Seorang sejarawan Belanda, J. Noorduyn berteori nama asli gunung tersebut adalah Gunung Agung. Hal itu berdasarkan pada sebuah naskah bahasa Sunda tentang petualangan Bujangga Manik. Siapa Bujangga Manik? Dia adalah seorang pengembara yang berkeliling Pulau Jawa. Perjalanannya itu dikisahkan dalam sebuah puisi ditulis pada daun nipah. Naskah Bujangga Manik seluruhnya terdiri dari 29 lembar daun nipah, yang masing-masing berisi sekitar 56 baris kalimat yang terdiri dari 8 suku kata.
Bujangga Manik ini disebut juga Prabu Jaya Pakuan. Seorang resi beragama Hindu dari Kerajaan Sunda. Dari naskahnya dapat diketahui dia sempat sampai dan tinggal di Bali. Nah di naskah ini disebut banyak daerah termasuk gunung. Salah satunya nama Gunung Agung. Menurut penelaahan Noordyun pemaparan lokasi gunung itu sama dengan Gunung Slamet sekarang ini. Jadi diduga nama awal Slamet adalah Gunung Agung.
Tetapi ada juga riwayat yang menyebut nama asli gunung itu adalah Gora. Sedang perubahan nama menjadi Slamet sama dengan yang diteorikan oleh Noodyun bahwa ada pengaruh Islam. Tetapi siapa? Karena sejak dahulu tidak sembarang orang bisa memberi nama sebuah wilayah. Setidaknya sekelas raja atau wali. Dan nama Syeh Maulana Malik Magribi disebut sebagai tokoh yang mencetuskan nama tersebut.

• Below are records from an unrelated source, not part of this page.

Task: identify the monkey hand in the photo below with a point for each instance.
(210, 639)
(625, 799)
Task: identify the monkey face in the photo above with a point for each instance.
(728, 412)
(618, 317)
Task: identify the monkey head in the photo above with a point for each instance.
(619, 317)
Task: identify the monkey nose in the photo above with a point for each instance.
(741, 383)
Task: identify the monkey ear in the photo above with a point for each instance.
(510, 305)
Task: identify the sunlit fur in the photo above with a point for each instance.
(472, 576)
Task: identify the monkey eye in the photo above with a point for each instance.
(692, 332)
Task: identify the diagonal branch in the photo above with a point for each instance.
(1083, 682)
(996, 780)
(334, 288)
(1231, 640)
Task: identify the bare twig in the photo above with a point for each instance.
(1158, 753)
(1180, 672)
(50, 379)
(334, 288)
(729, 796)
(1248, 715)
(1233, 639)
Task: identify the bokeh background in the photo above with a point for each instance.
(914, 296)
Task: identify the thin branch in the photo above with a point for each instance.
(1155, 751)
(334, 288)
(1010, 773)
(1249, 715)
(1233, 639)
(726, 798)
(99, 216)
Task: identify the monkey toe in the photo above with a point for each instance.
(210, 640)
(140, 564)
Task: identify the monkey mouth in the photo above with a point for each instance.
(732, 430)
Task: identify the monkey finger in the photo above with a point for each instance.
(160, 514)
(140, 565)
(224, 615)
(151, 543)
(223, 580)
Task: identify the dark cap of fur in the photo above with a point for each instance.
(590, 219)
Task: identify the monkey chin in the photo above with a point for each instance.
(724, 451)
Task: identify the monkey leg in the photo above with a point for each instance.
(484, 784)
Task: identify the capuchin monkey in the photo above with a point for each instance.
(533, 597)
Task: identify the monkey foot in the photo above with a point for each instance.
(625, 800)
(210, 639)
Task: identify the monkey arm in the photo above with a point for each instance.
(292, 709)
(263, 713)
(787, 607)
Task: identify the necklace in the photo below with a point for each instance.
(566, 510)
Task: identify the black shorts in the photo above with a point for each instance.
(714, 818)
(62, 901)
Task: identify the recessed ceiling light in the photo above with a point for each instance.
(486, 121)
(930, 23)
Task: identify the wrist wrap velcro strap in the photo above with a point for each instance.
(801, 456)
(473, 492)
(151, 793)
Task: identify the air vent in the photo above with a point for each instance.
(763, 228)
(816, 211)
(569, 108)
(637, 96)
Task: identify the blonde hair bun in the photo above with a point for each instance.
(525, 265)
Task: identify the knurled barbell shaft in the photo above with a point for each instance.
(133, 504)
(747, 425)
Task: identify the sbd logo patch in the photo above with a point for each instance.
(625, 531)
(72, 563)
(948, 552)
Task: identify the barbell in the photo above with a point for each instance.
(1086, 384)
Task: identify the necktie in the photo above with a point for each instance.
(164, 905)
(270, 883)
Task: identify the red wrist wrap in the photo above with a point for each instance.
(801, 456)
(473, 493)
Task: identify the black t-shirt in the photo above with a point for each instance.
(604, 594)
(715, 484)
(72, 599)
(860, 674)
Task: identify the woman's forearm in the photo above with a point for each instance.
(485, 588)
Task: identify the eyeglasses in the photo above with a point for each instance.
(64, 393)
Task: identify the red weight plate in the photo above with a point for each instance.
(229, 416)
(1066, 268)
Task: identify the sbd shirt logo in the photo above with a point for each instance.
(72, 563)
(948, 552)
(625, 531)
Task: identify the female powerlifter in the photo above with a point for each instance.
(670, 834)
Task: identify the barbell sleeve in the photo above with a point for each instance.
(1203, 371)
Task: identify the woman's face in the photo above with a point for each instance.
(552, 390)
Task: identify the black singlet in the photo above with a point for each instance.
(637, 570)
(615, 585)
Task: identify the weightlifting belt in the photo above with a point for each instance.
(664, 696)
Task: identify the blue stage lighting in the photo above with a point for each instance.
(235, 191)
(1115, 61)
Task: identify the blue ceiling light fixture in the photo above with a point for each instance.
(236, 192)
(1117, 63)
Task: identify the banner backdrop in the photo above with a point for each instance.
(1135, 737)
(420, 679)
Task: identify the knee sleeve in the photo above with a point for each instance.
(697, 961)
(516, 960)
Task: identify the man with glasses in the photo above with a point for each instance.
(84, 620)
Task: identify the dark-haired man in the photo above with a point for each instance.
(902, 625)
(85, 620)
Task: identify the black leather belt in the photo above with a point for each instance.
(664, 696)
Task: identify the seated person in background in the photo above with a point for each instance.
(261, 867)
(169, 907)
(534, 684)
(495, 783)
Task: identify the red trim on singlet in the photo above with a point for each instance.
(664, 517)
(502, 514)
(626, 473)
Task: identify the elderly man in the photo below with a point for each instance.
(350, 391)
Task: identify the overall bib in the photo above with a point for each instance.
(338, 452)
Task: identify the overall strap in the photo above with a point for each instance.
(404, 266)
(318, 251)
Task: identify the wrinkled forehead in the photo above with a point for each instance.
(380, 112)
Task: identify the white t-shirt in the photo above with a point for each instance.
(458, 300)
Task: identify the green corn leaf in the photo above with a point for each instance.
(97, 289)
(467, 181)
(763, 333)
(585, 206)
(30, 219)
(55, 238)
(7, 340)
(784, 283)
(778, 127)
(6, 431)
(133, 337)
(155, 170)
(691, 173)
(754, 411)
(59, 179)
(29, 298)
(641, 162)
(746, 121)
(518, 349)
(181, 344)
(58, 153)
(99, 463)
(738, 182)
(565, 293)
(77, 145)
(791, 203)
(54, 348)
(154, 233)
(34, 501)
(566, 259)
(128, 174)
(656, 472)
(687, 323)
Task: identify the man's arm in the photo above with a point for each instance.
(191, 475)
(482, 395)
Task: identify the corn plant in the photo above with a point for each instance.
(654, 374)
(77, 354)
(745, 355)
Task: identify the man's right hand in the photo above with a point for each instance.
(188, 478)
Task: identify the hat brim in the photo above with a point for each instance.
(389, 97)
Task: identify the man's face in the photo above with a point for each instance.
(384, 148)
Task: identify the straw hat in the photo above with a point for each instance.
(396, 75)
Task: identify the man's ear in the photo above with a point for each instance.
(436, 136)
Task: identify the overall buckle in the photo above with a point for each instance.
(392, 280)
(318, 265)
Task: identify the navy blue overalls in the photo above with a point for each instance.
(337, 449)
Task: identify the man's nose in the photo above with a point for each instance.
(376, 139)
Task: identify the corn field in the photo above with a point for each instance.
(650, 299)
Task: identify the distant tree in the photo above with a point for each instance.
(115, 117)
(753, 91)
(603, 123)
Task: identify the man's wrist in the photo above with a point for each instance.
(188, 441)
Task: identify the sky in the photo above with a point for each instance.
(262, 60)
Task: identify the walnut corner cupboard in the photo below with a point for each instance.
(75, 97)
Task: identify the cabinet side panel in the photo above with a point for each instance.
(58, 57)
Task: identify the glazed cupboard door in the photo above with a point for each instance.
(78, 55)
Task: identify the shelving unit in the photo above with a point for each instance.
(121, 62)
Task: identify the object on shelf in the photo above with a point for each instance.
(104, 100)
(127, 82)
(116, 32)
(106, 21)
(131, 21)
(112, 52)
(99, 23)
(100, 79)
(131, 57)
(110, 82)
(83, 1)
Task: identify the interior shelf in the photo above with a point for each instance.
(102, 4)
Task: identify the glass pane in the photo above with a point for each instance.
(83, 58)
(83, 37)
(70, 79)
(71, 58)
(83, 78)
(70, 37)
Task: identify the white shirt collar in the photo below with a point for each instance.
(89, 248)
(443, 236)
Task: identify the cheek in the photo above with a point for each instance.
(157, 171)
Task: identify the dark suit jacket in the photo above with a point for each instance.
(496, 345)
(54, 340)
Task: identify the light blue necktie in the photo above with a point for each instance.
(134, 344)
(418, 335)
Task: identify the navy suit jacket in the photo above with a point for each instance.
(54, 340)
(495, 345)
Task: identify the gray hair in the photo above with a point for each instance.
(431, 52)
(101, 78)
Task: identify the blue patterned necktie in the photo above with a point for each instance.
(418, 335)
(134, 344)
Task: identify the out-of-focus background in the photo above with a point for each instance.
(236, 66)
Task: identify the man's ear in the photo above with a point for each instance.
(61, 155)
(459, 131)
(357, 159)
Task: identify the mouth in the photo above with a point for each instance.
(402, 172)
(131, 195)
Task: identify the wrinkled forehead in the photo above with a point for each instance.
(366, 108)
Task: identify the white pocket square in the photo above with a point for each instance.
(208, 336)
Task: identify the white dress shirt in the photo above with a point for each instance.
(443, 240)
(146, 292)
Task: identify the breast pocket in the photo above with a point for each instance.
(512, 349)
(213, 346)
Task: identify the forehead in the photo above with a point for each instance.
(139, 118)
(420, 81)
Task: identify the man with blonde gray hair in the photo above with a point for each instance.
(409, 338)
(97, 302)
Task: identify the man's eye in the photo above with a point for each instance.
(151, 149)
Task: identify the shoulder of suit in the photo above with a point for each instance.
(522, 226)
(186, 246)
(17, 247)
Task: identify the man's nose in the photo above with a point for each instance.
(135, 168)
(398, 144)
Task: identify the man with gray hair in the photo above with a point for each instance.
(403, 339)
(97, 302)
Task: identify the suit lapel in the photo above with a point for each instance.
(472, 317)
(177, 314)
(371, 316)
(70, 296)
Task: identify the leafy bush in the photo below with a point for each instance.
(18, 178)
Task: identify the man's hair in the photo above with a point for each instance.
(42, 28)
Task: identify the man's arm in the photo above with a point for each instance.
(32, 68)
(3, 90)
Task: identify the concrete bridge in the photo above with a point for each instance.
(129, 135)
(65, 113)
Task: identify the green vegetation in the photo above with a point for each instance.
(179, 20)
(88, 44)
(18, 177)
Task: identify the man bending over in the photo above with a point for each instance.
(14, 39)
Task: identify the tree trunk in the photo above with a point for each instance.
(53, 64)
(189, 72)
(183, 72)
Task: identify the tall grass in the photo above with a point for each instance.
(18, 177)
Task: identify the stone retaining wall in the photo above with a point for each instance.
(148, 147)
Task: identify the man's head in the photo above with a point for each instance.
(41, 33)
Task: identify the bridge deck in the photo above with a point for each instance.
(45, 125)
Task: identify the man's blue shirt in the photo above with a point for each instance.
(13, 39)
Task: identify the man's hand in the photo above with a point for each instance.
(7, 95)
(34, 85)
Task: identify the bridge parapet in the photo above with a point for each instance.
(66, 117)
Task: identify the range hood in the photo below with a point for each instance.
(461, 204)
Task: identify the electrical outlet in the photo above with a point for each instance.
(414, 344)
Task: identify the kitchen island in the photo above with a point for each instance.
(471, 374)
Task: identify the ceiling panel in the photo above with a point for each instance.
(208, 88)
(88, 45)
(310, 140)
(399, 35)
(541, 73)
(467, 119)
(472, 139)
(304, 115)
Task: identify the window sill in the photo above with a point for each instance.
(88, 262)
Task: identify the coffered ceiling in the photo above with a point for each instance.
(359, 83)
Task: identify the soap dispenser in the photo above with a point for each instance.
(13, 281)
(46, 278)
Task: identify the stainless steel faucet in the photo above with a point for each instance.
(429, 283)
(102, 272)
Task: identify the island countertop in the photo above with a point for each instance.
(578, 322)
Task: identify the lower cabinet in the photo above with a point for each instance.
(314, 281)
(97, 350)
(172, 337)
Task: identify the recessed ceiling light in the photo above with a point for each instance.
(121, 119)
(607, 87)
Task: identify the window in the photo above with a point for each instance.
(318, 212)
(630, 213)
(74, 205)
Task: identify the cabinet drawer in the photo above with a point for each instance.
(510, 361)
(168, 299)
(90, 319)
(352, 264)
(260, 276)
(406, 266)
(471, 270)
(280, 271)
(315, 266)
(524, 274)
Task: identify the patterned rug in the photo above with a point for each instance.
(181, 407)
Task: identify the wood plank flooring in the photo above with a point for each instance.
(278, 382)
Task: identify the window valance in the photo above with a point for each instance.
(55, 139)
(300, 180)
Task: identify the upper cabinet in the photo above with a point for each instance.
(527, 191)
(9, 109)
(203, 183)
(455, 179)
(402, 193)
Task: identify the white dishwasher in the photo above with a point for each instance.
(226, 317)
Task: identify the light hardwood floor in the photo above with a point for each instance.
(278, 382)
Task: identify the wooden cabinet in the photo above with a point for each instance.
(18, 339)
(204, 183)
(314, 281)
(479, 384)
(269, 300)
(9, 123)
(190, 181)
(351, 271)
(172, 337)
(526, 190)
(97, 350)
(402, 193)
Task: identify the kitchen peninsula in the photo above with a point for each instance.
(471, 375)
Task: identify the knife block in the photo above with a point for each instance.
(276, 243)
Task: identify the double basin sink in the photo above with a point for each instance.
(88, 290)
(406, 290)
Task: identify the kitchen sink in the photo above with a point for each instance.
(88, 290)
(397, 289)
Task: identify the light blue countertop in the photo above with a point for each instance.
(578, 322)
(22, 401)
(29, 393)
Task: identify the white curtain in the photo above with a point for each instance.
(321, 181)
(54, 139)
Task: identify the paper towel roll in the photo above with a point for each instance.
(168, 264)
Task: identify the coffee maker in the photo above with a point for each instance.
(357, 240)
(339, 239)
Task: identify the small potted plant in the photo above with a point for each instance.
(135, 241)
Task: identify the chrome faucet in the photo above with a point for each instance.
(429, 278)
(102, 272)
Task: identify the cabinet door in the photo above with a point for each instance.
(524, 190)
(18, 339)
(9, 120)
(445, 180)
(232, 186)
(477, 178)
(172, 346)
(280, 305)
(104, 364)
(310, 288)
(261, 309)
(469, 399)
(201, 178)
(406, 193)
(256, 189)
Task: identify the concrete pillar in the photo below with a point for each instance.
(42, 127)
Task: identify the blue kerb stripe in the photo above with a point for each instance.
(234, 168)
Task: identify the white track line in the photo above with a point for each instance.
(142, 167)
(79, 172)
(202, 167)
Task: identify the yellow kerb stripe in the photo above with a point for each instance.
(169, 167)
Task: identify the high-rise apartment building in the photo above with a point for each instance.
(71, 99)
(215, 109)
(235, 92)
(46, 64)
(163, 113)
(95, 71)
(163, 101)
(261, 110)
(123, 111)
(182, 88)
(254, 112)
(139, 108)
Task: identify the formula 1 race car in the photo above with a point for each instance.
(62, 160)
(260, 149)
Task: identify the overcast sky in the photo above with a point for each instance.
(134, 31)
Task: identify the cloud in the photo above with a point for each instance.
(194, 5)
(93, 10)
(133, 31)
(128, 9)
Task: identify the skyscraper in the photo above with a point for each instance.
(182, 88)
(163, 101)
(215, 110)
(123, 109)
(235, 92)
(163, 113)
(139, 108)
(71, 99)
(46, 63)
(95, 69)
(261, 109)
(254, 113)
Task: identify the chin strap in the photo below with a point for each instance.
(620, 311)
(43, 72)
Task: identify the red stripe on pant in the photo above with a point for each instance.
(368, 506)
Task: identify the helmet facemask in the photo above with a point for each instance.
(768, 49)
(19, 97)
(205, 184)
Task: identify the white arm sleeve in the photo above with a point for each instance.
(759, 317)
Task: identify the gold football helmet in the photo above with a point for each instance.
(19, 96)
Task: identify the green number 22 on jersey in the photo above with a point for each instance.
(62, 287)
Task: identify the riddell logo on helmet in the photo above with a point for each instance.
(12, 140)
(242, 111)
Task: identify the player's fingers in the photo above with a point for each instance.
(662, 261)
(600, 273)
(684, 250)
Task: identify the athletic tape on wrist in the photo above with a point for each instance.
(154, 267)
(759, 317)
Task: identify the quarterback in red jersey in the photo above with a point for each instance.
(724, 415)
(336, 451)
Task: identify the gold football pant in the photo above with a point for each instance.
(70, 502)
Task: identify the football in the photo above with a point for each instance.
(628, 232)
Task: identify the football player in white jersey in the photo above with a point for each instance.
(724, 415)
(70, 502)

Dikisahkan, dalam pengembaraannya tokoh ini diserang penyakit kulit yang susah disembuhkan. Kemudian dia pergi ke Gunung Gora. Di sebuah lerengnya ini dia menemukan sumber air panas dengan tujuh pancuran. Diputuskan untuk sementara tinggal di daerah tersebut dan setiap hari dia mandi dengan air panas dari sumber di Gunung Gora hingga akhirnya sembuh. Sebenarnya masuk akal karena sumber air panas di gunung yang mengandung belerang memang bisa mengobati penyakit kulit.
Inilah asal muasal nama Slamet. Syeh Maulana memberi nama sumber air itu dengan nama Pancuran Tujuh yang sampai saat ini masih ada di daerah Baturaden. Dan Gunung Gora diubah namanya menjadi Gunung Slamet. Sementara kata Baturaden muncul ketika Syeh Maulana memberi nama seorang pengawalnya yang setia mengikuti dia termasuk tinggal di Pancuran Tujuh dengan nama Rasuladi yang berarti pengawal yang setia atau Batur Adi. Dari kata Batur Adi inilah kemudian berkembang menjadi Baturaden.
Dari sisi vulkanologi Slamet sendiri termasuk dalam gunung stratovolkano (kerucut) dengan tipe letusan stromboli. Mirip dengan Gunung Krakatao atau Galunggung yang bersifat eksplosif. Dengan karakter Tromboli letusannya akan melontarkan lava pijar dan materi lain ke udara hingga risiko terbesar tentu adalah munculnya awan panas, hujan material hingga bom vulkanik. Untungnya dalam sejarah yang ada letusan Slamet tidak membawa korban jiwa karena lontaran materialnya jatuh ke kawah sendiri.
Gunung ini meletus terakhir pada pada 1988 tepatnya pada 12-13 Juli ditandai dengan keluarnya abu dan lava dari kawah gunung api tipe A tersebut. Pada 2009 Gunung Slamet juga sempat meningkat aktivitasnya hingga statusnya sampai di Level III. Dan pada Maret 2014 ini statusnya kembali naik ke Waspada.